Firenze– Un milione e mezzo di euro tra il 1999 e il 2010: a tanto ammontano i contributi pubblici erogati all’azienda agricola Il Forteto, il cui fondatore Rodolfo Fiesoli è attualmente agli arresti domiciliari con l’accusa di gravi abusi nei confronti dei minori ospitati dalla comunità. “I requisiti per partecipare alle procedure di assegnazione dei contributi sono individuati negli atti di programmazione e nei relativi documenti attuativi. Tra i requisiti di accesso, anche la clausola che i richiedenti non devono aver riportato, nei precedenti cinque anni, condanne passate in giudicato o decreto penale di condanna divenuto irrevocabile”.
Così l’assessore al Welfare Salvatore Allocca ha risposto all’interpellanza in merito ai “contributi stanziati dalla Regione in favore della Fondazione Il Forteto”. I dati emergono dalla risposta dell’assessore Salvatore Allocca a un’interrogazione presentata dal consigliere regionale Dario Locci (Gruppo Misto). "Come può la Regione Toscana – attacca Locci - dichiarare che il Forteto aveva tutte le carte in regola per accedere ai finanziamenti, nonostante il suo fondatore fosse già stato condannato per reati simili nel 1985? L’assessore non può aggrapparsi ai cavilli legali, dov’è finito il buonsenso?”.
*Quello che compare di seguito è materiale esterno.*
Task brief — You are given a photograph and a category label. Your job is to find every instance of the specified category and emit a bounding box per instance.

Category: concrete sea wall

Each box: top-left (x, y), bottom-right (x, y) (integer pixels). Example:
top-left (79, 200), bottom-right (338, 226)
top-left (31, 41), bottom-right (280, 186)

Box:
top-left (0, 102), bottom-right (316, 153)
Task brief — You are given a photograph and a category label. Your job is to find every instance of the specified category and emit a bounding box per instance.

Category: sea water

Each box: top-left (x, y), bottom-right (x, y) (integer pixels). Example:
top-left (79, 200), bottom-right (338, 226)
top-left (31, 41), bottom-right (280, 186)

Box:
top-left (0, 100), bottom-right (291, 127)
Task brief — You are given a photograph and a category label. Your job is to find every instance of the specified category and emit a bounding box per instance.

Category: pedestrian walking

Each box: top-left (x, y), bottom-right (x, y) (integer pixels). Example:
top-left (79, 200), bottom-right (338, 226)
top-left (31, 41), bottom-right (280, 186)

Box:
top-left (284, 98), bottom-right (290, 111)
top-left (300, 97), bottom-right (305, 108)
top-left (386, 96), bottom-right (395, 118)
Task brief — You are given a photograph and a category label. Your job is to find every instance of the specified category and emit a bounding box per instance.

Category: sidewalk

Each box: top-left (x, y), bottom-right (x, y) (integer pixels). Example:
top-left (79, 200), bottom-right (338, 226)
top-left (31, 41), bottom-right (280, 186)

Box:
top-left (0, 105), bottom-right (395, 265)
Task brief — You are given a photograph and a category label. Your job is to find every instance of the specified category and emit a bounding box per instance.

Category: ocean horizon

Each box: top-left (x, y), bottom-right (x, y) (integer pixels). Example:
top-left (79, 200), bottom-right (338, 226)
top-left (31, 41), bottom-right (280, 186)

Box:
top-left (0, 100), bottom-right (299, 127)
Nello specifico, solo per quel che riguarda gli anni dal 1999 al 2010, “l’azienda agricola Il Forteto ha ricevuto 51.241 euro di contributi per attività afferenti al sociale”, si legge nella risposta fornita dall’assessore Allocca in Aula. Di questi, 45mila si riferiscono al progetto “Chiaroscuro2”, che riguardava l’attivazione di percorsi di inclusione e superamento del disagio per giovani adolescenti italiani e stranieri in collaborazione con enti locali e agenzie scolastiche. A questi fondi si aggiungono contributi per 1,5 milioni di euro in totale, “erogati nell’ambito di procedure concorsuali bandite dalla Regione o direttamente dall’Unione europea per l’assegnazione di aiuti in favore degli imprenditori agricoli”.
Contributi per l’assegnazione dei quali era necessaria la verifica della cosiddetta “moralità professionale del beneficiario”, ovvero l’assenza di condanne nei cinque anni precedenti. “La Regione – conclude Locci – non può nascondersi all’infinito dietro la magistratura, si assuma le responsabilità delle proprie scelte”.